New Wichita diversity board takes steps to turn street protest ideas into laws
A group of about 25 Wichitans took the first steps Thursday toward moving racial and social justice issues from street protests to City Hall action.
“If you look on Facebook right now, everybody’s saying Black lives matter, your life matters, my life matters,” said the Rev. Dr. Kevin Graham, a member of the fledgling Council on Diversity, Inclusion and Civil Rights at City Hall. “But things will not change until policies change, behaviors change, and laws change . . . I’d like to get some legislation out of this.”
NAACP activist LaWanda DeShazer, said City Hall is the place to start setting the stage for diversity.
“The bottom line is, can we get jobs, can we make money, can we support our families? That’s how I think diversity really comes to play,” DeShazer said. “If the city sets the example, everybody else will follow.”
Mayor Brandon Whipple, a former state legislator who put together and co-chairs the council, said it may reach outside the city and if necessary, work to change state law.
He said he has all the phone numbers of Democratic legislators and diversity council member Dalton Glasscock, chairman of the Sedgwick County Republican Party, has all the contacts of GOP lawmakers.
The council was born out of the local street protests in the wake of the Minneapolis police killing of George Floyd, who died after a police officer knelt on his neck for more that eight minutes while restraining him in a case over the alleged passing of a counterfeit $20 bill.
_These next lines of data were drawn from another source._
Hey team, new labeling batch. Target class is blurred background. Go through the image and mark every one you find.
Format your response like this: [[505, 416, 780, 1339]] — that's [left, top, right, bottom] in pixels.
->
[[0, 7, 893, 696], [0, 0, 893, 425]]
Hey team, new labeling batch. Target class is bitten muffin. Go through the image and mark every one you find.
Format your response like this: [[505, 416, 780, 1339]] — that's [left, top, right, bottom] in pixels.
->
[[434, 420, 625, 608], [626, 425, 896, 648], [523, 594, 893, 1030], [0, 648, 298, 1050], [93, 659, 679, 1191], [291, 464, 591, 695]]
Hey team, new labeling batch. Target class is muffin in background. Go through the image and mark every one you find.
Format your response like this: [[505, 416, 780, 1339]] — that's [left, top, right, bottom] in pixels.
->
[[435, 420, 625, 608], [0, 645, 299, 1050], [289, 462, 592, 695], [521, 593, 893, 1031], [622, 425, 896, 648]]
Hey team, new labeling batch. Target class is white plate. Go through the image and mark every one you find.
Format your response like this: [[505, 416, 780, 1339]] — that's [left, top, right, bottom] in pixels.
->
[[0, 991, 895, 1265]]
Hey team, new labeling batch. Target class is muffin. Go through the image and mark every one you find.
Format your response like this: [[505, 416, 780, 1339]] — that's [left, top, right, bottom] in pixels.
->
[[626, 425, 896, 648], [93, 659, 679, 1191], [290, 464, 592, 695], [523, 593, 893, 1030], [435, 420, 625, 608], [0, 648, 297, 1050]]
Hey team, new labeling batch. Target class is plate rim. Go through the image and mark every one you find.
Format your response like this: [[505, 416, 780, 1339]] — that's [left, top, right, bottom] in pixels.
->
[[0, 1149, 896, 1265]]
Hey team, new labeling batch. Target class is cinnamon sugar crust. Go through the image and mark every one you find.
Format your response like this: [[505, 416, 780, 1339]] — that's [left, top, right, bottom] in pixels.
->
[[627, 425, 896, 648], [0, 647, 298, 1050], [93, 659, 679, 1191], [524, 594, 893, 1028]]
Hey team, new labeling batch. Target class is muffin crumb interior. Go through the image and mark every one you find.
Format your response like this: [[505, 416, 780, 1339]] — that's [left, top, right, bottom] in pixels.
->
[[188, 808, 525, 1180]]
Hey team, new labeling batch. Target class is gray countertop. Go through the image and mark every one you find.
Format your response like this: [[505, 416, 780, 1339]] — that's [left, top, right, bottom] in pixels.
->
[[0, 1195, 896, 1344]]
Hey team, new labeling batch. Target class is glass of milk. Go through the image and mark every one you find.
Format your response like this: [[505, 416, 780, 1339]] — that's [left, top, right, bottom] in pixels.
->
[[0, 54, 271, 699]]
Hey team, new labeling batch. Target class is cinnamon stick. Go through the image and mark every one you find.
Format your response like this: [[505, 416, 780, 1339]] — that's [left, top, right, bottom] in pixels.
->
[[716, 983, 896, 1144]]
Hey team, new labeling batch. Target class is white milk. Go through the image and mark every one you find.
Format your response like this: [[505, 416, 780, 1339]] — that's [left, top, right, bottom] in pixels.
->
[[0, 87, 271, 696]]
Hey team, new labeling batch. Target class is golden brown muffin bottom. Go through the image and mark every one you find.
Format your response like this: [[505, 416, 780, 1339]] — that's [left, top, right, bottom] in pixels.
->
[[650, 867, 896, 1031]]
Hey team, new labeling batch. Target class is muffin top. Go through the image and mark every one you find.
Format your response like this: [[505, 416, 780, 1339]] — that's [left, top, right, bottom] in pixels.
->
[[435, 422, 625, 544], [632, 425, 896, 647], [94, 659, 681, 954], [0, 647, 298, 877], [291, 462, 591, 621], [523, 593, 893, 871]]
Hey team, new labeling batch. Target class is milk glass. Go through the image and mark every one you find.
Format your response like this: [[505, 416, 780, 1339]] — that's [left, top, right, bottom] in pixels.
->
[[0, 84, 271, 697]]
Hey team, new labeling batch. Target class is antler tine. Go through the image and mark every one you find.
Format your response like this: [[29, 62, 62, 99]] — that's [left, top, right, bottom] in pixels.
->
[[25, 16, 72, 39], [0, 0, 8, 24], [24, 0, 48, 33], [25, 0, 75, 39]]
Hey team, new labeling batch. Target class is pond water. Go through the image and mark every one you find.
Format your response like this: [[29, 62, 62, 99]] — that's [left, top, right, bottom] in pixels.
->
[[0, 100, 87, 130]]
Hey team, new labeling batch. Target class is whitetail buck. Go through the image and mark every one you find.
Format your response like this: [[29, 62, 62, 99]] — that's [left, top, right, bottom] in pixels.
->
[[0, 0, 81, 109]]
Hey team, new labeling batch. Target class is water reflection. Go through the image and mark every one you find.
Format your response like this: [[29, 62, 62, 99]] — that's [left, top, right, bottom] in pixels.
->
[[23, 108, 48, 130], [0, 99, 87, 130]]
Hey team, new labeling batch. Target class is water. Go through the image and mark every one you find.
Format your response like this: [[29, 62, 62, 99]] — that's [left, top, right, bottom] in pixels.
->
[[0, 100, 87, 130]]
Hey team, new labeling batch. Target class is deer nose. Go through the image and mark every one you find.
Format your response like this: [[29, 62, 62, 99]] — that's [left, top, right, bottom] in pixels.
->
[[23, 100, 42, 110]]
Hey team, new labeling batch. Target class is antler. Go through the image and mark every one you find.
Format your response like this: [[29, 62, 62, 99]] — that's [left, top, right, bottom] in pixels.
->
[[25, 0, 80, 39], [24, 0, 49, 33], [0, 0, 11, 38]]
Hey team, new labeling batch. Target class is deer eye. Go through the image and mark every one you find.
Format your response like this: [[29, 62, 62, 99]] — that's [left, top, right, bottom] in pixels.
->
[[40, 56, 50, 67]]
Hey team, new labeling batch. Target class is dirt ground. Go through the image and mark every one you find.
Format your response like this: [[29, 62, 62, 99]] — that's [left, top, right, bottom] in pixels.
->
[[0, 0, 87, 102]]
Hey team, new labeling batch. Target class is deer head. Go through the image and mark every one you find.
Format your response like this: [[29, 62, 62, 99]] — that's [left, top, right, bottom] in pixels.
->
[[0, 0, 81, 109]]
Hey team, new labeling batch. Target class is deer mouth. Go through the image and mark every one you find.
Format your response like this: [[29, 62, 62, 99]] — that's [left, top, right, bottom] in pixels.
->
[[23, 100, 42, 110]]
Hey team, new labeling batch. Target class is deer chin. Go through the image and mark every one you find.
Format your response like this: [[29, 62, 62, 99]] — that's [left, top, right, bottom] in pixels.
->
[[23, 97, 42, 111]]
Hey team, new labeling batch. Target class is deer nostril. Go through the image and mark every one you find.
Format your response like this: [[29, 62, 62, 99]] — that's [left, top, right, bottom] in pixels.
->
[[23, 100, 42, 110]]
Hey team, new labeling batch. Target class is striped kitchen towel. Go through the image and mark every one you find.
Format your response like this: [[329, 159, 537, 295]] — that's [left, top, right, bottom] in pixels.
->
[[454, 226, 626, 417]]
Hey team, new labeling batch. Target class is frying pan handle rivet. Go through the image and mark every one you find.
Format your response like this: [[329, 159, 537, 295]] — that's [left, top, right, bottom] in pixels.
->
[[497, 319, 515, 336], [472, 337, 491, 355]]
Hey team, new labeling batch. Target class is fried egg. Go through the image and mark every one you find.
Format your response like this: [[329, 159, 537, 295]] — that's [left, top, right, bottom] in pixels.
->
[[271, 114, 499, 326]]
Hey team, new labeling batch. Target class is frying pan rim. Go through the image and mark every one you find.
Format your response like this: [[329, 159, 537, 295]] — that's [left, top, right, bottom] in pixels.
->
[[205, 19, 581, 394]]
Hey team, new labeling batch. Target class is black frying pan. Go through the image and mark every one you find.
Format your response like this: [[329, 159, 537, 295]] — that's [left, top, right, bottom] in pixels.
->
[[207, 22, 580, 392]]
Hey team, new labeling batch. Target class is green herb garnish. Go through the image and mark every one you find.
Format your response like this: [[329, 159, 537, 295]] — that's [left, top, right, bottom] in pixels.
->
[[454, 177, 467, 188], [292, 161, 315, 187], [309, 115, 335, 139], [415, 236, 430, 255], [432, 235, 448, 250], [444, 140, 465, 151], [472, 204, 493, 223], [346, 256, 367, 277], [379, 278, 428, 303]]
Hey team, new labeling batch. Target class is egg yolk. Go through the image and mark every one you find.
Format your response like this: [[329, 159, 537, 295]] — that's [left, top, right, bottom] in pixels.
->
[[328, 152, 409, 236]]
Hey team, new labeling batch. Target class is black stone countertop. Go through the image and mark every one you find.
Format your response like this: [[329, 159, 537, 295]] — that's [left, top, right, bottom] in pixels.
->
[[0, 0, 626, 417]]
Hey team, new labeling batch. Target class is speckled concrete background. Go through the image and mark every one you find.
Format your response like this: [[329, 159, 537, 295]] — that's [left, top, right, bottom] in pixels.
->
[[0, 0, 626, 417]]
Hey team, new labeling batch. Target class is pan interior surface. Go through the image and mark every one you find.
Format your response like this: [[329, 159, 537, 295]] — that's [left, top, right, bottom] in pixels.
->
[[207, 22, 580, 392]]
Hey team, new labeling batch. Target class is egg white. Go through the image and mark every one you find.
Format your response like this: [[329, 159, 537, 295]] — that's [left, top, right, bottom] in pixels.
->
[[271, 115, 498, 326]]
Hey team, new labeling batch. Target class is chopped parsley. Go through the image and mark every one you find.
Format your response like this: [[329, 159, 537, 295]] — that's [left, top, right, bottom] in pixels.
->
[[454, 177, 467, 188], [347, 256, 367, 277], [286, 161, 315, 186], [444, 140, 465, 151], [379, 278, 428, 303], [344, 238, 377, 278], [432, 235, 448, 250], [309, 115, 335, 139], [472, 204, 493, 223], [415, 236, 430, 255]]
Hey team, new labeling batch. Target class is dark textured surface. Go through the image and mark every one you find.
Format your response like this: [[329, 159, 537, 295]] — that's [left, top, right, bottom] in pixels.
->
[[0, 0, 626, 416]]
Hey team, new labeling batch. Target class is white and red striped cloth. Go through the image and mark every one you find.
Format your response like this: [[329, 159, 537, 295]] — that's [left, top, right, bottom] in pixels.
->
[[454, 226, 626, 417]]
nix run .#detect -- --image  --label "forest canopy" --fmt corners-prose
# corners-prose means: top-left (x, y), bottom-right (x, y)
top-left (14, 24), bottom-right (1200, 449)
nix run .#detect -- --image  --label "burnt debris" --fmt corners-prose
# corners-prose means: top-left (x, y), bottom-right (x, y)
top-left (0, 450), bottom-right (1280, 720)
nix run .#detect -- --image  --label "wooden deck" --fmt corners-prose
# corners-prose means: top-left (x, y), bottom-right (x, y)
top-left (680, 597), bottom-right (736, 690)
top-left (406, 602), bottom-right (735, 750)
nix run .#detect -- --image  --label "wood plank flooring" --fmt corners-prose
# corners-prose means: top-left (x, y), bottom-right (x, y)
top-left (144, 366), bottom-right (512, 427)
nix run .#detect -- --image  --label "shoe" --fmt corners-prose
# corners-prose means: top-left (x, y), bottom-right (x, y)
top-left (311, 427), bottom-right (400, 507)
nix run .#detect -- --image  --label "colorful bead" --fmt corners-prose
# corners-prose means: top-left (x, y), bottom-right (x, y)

Video of the incident has been viewed by millions of Americans and has sparked weeks of protest across America.
Davontae Harris, a Wichita South High School graduate who now plays defensive back for the NFL Denver Broncos, suggested a good place to start on reform might be advocating for a law to stop officers with misconduct issues in one department from simply moving to another and starting over.
“Here in Colorado I’ve gotten together with my teammates and we have gotten with the local ACLU and we already passed a bill that created a different structure on how the police officers are reviewed,” he said. “If they have like multiple issues from doing stuff going on, they can’t go to a different police force and work for them.”
Whipple called the council the most diverse committee in city history and the introductions included members of the Black, Latino, Asian-American, Arab-American, LGBTQ and disability communities, Christians, Jews and Muslims.
Whipple divided the three tasks of the council into discreet components.
Diversity means all persons get a seat at the decision-making table, inclusion means they can feel welcome there and civil rights is more about altering the legal structure to prohibit discrimination, he said.
He’s said he’s leaving it up to the group to decide how to address those components, whether to break into subcommittees to deal with them all at once or possibly tackle each in turn.
He said 150 people applied to be on the council and he hopes to spread the work across the entire group, not just the 25 appointees.
Members are currently appointed for a three-month term, but Whipple said it will extend beyond that, possibly for as long as he’s mayor.
“We’re not going to solve this in three months,” he said. “We are in this for the long haul.”